Ce sont deux mondes qui ne s’ignorent pas, mais qui auraient intérêt à travailler plus ensemble pour s’enrichir mutuellement. Le préalable, pour cela, c’est de savoir pourquoi on est là, ce qui nous relie. À partir de là, on peut construire des alliances, de coopérations, des stratégies communes. C’est le cas notamment dans les projets tels que les territoires zéro chômeur de longue durée ou les pôles territoriaux de coopération économique, par exemple, qui rassemblent aussi bien des entreprises de l’ESS que des entreprises conventionnelles.
L'ESS et la RSE sont deux mondes qui ne s’ignorent pas, mais qui auraient intérêt à travailler plus ensemble pour s’enrichir mutuellement.
On peut aussi imaginer plus d’alliances sur la politique de mécénat, qui est un passage obligé des démarches RSE. Le mécénat de compétences d’entreprises conventionnelles dans des organisations de l’ESS permet aux entreprises classiques de mieux connaître l’ESS et à l’ESS de disposer d’outils auxquels elle n’aurait pas accès sinon.

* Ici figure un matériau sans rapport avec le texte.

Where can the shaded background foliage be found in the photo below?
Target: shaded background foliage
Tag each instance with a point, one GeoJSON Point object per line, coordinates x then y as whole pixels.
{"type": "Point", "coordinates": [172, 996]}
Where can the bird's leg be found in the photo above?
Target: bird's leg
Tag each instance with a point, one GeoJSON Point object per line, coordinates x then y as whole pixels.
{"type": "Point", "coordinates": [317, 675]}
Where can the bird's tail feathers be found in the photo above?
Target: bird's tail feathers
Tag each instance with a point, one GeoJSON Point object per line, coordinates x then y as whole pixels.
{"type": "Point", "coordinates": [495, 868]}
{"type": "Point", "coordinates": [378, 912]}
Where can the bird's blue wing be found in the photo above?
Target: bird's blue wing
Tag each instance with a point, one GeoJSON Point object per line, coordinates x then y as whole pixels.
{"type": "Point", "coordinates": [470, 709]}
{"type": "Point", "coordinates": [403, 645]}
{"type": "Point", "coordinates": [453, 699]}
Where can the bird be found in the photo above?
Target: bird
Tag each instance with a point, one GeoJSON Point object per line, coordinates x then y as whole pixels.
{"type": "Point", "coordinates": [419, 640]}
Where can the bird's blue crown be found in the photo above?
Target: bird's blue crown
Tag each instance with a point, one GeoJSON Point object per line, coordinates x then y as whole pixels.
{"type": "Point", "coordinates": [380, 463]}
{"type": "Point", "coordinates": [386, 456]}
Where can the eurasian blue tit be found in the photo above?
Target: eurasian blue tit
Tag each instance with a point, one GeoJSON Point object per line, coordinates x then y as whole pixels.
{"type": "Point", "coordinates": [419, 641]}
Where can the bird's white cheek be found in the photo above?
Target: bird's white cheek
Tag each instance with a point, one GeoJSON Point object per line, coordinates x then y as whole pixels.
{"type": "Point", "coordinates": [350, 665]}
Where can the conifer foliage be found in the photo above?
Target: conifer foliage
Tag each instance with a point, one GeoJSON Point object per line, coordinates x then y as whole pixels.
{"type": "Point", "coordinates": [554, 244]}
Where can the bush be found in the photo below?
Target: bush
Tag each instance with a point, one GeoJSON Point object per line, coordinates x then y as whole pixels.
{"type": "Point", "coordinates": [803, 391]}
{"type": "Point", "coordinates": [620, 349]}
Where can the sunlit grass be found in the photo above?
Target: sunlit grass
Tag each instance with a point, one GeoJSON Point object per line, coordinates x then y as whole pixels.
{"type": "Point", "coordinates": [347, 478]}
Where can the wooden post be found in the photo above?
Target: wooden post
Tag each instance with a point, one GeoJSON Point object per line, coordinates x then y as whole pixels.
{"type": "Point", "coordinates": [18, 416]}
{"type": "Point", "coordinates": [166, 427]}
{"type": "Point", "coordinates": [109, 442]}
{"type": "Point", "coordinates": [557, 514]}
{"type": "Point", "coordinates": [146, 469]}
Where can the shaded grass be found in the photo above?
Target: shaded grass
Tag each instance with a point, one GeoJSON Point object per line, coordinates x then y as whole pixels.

Autre exemple, : les joint-ventures sociales, telles que développées par le groupe d’insertion Ares avec le groupe Seb. Ares apporte à Seb son savoir-faire en matière de développement des compétences des personnes ; Seb apporte à Ares des débouchés pour ses salariés en parcours d’insertion. Il faudrait développer beaucoup d’autres dispositifs de ce genre.